On “Ridin’," the funkiest track, drummer Johnathan Blake diverges from his
otherwise spacey atmospheric underlays to deliver a series of swinging grooves complemented by Danny Grissett’s Rhodes. The more contained and Earth-bound “Estuary" moves in tides, with gentle piano teasers lapping at Harrell’s often genius trumpet lines. A swell of energy eventually alters the tune’s direction, as Wayne Escoffery’s tenor challenges the melody with a storm of angular playing. In the final wave, those same sharp angles tumble into a smooth solo finish before being washed away by Harrell’s celestial return.

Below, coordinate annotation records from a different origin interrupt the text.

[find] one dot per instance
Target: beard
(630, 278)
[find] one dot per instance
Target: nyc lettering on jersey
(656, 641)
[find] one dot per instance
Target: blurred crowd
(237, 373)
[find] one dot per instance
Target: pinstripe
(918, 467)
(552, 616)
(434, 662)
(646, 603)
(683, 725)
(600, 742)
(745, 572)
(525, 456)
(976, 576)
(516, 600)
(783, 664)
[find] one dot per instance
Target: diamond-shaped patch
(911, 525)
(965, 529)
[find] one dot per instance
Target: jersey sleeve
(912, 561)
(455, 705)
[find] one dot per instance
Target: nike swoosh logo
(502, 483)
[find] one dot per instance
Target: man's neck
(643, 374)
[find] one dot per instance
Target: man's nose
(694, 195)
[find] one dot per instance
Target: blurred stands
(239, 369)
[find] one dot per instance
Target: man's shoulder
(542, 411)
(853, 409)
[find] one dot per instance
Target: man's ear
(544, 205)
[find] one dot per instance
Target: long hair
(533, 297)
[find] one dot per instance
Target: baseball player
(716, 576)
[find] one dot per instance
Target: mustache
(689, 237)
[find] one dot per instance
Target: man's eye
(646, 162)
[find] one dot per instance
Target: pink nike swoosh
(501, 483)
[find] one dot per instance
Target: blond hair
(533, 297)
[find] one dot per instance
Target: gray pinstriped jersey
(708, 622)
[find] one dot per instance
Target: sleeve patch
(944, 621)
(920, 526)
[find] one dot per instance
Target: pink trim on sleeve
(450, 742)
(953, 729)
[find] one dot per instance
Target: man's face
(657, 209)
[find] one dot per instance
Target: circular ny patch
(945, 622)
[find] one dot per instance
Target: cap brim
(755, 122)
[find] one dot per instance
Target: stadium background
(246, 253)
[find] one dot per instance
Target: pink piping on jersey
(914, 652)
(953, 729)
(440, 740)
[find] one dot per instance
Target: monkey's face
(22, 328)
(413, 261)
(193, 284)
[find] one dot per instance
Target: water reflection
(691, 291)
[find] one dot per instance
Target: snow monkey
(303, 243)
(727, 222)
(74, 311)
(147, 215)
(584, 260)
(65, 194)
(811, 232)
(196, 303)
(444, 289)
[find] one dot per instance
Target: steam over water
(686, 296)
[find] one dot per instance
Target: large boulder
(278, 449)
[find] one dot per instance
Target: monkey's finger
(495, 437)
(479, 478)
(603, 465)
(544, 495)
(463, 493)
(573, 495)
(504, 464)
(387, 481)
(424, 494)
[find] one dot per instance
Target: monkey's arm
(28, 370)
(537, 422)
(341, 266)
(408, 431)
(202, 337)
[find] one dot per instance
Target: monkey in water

Start to finish, this is some of Harrell’s most elegant and addictively moving work.
—Jennifer Odell

The Time of The sun: The Time Of The Sun; Estuary; Ridin’; The Open Door; Dream Text; Modern Life; River Samba; Cactus; Otra. (62:25) personnel: Tom Harrell, trumpet, flugelhorn; Wayne Escoffery, tenor saxophone; Danny Grissett, piano, Fender Rhodes; ugonna Okegwo, bass; Johnathan Blake, drums.